Objective: To determine whether impaired glucose tolerance (IGT) is predicted by high Fasting Insulin-to-Glucose (FIG) ratio and to establish its correlation with insulin resistance and fasting insulin.
Material and methods: A population-based three-year follow-up study was performed. The target population consisted of healthy volunteers, men and non-pregnant women aged 30 years or over. Participants were required to have normal referenced ranges of OGTT and blood pressure. Previous diagnosis of chronic diseases was an exclusion criterion. At baseline and at the 3-yr of follow-up, an OGTT was performed. The ratio of serum Fasting Insulin (microUI/ml)/Fasting Glucose (mg/dl) was used to calculate the FIG ratio. Insulin action and secretion were estimated by HOMA and Insulinogenic index, respectively.
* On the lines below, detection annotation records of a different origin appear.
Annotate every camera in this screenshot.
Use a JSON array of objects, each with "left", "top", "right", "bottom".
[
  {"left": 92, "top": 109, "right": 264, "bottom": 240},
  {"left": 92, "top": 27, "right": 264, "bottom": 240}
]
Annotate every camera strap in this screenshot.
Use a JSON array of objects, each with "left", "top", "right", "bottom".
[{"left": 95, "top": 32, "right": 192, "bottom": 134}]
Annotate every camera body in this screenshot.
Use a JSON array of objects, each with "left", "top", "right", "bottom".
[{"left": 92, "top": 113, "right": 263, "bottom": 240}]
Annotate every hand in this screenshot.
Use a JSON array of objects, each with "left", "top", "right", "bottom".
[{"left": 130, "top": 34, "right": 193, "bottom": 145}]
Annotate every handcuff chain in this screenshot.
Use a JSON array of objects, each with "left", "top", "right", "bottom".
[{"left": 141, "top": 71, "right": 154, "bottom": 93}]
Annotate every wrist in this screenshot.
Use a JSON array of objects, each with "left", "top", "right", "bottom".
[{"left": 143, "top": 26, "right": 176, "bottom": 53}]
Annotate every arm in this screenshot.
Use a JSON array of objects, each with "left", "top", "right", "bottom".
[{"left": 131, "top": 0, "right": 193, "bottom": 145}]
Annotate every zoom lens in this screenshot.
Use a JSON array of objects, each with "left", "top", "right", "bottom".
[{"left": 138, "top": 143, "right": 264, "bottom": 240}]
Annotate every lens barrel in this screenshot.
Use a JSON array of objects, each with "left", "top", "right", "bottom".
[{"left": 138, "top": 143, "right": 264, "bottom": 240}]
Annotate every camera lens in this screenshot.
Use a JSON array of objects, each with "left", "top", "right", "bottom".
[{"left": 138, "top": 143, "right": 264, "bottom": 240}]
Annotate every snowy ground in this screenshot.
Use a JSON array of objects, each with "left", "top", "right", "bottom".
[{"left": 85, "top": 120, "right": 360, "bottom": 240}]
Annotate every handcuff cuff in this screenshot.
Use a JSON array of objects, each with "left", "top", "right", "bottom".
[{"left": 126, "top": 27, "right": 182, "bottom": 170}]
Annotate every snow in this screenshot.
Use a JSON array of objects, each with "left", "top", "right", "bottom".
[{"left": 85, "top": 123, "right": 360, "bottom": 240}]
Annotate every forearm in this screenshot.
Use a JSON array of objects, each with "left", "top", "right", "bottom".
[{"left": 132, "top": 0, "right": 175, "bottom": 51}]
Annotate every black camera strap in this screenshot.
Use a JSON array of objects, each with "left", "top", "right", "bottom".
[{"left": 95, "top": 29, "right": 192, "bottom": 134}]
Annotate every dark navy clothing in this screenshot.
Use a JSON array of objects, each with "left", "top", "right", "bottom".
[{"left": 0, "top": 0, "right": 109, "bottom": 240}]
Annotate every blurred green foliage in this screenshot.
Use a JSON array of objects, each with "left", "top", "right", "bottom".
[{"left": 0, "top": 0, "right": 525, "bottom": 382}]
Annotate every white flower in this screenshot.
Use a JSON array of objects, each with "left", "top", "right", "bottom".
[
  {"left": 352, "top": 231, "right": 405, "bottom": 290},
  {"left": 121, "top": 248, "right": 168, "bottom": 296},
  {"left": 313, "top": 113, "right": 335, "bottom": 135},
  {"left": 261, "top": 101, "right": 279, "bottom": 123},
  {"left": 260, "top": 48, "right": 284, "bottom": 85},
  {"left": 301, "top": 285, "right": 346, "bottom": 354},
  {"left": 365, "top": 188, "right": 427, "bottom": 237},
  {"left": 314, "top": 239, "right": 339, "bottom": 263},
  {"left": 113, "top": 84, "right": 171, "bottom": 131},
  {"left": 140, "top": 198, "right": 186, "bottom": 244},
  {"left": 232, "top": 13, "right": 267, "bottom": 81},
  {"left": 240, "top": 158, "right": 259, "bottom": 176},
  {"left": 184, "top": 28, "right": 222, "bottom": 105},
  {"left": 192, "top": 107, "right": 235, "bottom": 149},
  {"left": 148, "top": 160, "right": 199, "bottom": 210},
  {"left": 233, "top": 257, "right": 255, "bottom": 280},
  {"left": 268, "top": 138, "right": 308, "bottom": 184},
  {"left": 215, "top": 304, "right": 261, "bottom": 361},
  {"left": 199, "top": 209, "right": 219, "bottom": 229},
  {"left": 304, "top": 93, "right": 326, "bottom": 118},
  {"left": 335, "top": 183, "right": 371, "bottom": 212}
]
Results: The FIG ratio was directly correlated with the HOMA index (r=0.83, p<0.01) and fasting insulin (r=0.95, p<0.001). Multivariate logistic regression analysis showed that IGT was more likely to develop in subjects with high FIG ratio (RR 5.01; CI(95%) 1.9-12.2, p=0.02), high HOMA index (RR 6.1; CI(95%) 2.1-11.1, p=0.01), and fasting hyperinsulinemia (RR 4.7 CI(95%) 2.7-13.2, p<0.05). The cutoff point of FIG ratio for determining the risk of developing IGT was 0.25 +/- 0.05.
Conclusions: The FIG ratio could be a reliable alternative for the screening of apparently healthy subjects in high risk groups.